IBM researchers have added enzymatic reactions to their artificial intelligence–powered synthesis planning software RXN. The algorithm can work backward to propose series of reactions that use enzymes instead of classical chemical catalysts to arrive at a target molecule(Nat. Commun. 2022, DOI: 10.1038/s41467-022-28536-w). IBM first launched the software, RXN for Chemistry, to predict the outcome of chemical reactions. It has since been updated so that users can draw a molecule and ask the program to suggest synthetic routes to produce it, a process called retrosynthesis. Switching these synthetic organic reactions to enzymatic catalysis is a focus of industry because enzymes can mean faster, greener reactions.
Accurately predicting the products of biotransformations has been a stumbling block for retrosynthetic planning, however. The IBM team got around this with their new approach, training their algorithm on four biochemical reaction databases. RXN can now correctly plan a synthesis using enzymes around 40% of the time and the system has also pointed out some errors in the databases used to train it.
Elaine O’Reilly of University College Dublin, who was not involved in the study, says the idea behind this new work is very important. But, she says, RXN’s predictions currently achieve a similar level of success to the RetroBioCat program, which uses a set of reaction rules as templates to plan syntheses and was published last year by University of Manchester researchers.
Improving prediction tools that learn directly from databases will rely on better training data. And that needs more stringent characterization of enzymatic reaction products and selectivity, O’Reilly says, which is often not rigorously reported. “This is something the biocatalysis community should seek to resolve,” she adds.
Daniel Probst, who helped build the new ability into RXN, agrees that there is room for improvement. Still, he stresses that quickly improving is something machine learning algorithms can do well in contrast to rules-based approaches that use individually coded reactions.
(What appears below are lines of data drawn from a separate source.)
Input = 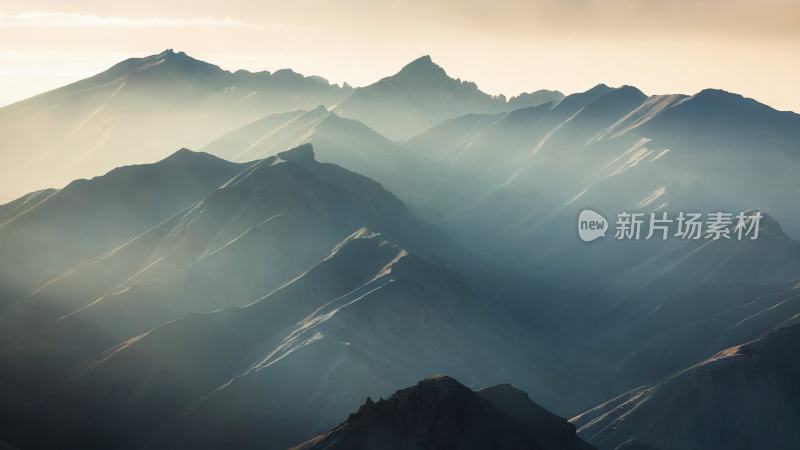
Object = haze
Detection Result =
[0,0,800,111]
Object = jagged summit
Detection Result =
[278,143,316,163]
[395,55,447,76]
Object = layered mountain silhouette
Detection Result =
[1,229,574,448]
[335,55,563,141]
[572,325,800,450]
[0,50,800,450]
[0,149,245,334]
[294,376,592,450]
[203,106,481,218]
[0,50,350,199]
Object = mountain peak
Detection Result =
[295,375,591,450]
[278,143,315,163]
[395,55,447,77]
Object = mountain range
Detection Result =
[0,50,800,450]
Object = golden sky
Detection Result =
[0,0,800,111]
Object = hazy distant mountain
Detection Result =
[203,106,480,217]
[8,229,574,449]
[507,89,564,111]
[0,149,245,324]
[295,376,592,450]
[572,325,800,450]
[0,144,488,400]
[335,55,516,141]
[0,50,350,199]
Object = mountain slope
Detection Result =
[203,106,480,217]
[0,149,245,314]
[0,50,350,198]
[4,229,574,449]
[0,145,488,422]
[294,376,591,450]
[573,325,800,450]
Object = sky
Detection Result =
[0,0,800,112]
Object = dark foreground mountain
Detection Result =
[572,325,800,450]
[0,50,351,199]
[294,376,592,450]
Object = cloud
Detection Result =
[0,11,253,28]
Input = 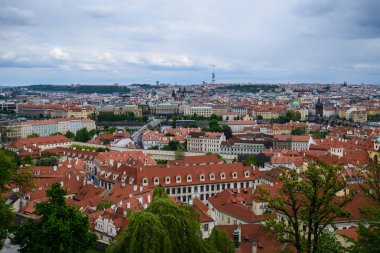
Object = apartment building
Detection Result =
[273,135,314,151]
[97,105,142,116]
[220,138,265,155]
[5,118,96,140]
[183,106,213,117]
[150,103,179,116]
[187,132,226,153]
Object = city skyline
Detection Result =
[0,0,380,85]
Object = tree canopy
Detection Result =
[14,183,96,253]
[0,150,33,249]
[262,162,352,253]
[107,186,232,253]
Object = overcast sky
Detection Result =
[0,0,380,85]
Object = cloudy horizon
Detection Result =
[0,0,380,85]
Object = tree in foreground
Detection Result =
[350,208,380,253]
[206,228,235,253]
[261,162,352,253]
[107,186,231,253]
[0,150,33,249]
[350,162,380,253]
[14,183,96,253]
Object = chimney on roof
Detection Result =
[233,225,241,249]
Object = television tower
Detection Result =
[211,65,215,84]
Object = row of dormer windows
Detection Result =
[142,171,249,186]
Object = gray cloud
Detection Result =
[0,6,35,26]
[0,0,380,84]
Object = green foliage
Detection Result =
[105,127,117,134]
[107,186,216,253]
[350,208,380,253]
[0,199,15,250]
[74,128,91,142]
[360,162,380,206]
[36,156,59,166]
[291,127,306,135]
[96,201,113,211]
[0,150,33,250]
[218,84,278,93]
[242,154,257,166]
[206,228,235,253]
[65,131,75,140]
[0,151,16,193]
[27,133,40,138]
[262,162,352,253]
[272,110,301,124]
[350,163,380,253]
[88,129,99,139]
[14,183,96,253]
[26,84,130,94]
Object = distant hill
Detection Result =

He says there’s space for both methods, but RXN can scale and improve itself when given more training data.
He also suggests some other longer-term advantages. For example, RXN might help researchers discover new rules for biosynthesis “because we’re really based on data. So we might spot things based on the data that humans couldn’t,” he says. “On the other hand, I also like that we can maybe help a couple of PhD students that don’t have to handwrite rules during their PhD.”